DietCode: Automatic Optimization for Dynamic Tensor Programs

Part of Proceedings of Machine Learning and Systems 4 (MLSys 2022)

Bibtex Paper

Authors

Bojian Zheng, Ziheng Jiang, Cody Hao Yu, Haichen Shen, Joshua Fromm, Yizhi Liu, Yida Wang, Luis Ceze, Tianqi Chen, Gennady Pekhimenko

Abstract

Achieving high performance for compute-intensive operators in machine learning (ML) workloads is a crucial but challenging task. Many ML and system practitioners rely on vendor libraries or auto-schedulers to do the job. While the former requires large engineering efforts, the latter only supports static-shape workloads in existing works. It is difficult, if not impractical, to apply existing auto-schedulers directly to dynamic-shape workloads, as this leads to extremely long auto-scheduling time.We observe that the key challenge faced by existing auto-schedulers when handling a dynamic-shape workload is that they cannot construct a unified search space for all the possible shapes of the workload, because their search space is shape-dependent. To address this, we propose DietCode, a new auto-scheduler framework that efficiently supports dynamic-shape workloads by constructing a shape-generic search space and cost model.
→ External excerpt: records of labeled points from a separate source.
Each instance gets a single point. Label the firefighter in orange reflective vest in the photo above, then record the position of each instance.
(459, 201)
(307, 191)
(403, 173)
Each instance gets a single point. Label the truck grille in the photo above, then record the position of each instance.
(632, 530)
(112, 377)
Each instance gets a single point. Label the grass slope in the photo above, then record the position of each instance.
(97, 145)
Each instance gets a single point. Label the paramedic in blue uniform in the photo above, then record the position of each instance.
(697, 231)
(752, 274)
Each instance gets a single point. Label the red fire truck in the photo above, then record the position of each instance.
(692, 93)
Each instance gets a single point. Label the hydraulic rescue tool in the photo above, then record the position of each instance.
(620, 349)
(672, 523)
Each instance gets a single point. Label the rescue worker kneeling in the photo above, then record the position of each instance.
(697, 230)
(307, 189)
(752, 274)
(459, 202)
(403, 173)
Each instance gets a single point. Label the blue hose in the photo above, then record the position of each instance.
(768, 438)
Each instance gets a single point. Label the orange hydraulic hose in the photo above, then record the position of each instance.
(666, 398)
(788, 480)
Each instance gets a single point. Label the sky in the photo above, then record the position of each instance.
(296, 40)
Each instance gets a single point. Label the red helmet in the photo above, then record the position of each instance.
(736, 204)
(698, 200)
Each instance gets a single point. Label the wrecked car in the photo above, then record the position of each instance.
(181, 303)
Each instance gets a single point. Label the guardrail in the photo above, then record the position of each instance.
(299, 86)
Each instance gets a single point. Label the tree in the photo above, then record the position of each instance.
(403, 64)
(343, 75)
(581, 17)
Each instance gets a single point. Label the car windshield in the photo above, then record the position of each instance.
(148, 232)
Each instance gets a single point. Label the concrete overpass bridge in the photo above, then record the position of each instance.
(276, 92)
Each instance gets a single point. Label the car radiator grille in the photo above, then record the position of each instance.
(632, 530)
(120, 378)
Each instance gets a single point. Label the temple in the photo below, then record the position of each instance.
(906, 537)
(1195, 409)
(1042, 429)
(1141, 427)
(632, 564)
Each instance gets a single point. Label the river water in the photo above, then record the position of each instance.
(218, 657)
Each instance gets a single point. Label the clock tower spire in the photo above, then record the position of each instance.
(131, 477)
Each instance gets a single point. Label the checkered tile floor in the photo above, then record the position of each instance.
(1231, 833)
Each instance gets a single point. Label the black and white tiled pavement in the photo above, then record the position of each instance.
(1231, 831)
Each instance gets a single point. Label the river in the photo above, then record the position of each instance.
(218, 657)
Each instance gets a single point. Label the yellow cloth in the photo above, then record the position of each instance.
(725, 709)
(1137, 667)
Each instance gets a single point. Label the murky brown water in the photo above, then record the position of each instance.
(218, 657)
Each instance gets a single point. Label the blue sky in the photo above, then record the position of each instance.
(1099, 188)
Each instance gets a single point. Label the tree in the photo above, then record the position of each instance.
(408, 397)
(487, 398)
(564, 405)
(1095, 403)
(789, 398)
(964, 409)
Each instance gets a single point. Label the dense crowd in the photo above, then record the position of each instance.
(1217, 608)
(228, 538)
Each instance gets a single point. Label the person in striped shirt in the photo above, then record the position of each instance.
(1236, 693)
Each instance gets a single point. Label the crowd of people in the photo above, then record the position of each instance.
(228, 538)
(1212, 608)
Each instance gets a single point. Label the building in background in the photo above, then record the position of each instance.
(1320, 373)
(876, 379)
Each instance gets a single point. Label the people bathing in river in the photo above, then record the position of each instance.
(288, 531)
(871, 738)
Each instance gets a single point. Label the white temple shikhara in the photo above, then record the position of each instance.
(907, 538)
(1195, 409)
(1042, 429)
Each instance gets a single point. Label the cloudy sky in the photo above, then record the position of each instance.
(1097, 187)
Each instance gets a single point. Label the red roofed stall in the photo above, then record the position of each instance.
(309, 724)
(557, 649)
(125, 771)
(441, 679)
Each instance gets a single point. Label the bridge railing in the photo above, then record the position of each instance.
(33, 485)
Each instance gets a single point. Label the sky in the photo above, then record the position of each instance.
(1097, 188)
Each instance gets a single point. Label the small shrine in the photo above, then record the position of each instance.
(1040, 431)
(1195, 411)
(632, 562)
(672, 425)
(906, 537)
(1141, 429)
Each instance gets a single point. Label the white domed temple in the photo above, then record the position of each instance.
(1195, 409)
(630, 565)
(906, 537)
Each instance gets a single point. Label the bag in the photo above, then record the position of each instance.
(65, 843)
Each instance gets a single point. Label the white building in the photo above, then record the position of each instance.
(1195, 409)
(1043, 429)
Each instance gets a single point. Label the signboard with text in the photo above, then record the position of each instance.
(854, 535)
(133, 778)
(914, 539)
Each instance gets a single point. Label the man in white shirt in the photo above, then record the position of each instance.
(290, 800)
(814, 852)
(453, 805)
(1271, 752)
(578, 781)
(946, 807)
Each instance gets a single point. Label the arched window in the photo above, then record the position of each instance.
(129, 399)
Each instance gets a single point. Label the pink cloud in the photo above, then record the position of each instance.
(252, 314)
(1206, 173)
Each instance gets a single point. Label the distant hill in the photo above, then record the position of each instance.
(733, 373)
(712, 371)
Under this construction, all shapes jointly search within the same space and update the same cost model when auto-scheduling, which is therefore more efficient compared with existing auto-schedulers.We evaluate DietCode using state-of-the-art machine learning workloads on a modern GPU. Our evaluation shows that DietCode has the following key strengths when auto-scheduling an entire model end-to-end: (1) reduces the auto-scheduling time by up to 5.88x less than the state-of-the-art auto-scheduler on the uniformly sampled dynamic shapes (94.1x estimated if all possible shapes are included), (2) improves performance by up to 69.5% better than the auto-scheduler and 18.6% better than the vendor library. All these advantages make DietCode an efficient and practical solution for dynamic-shape workloads.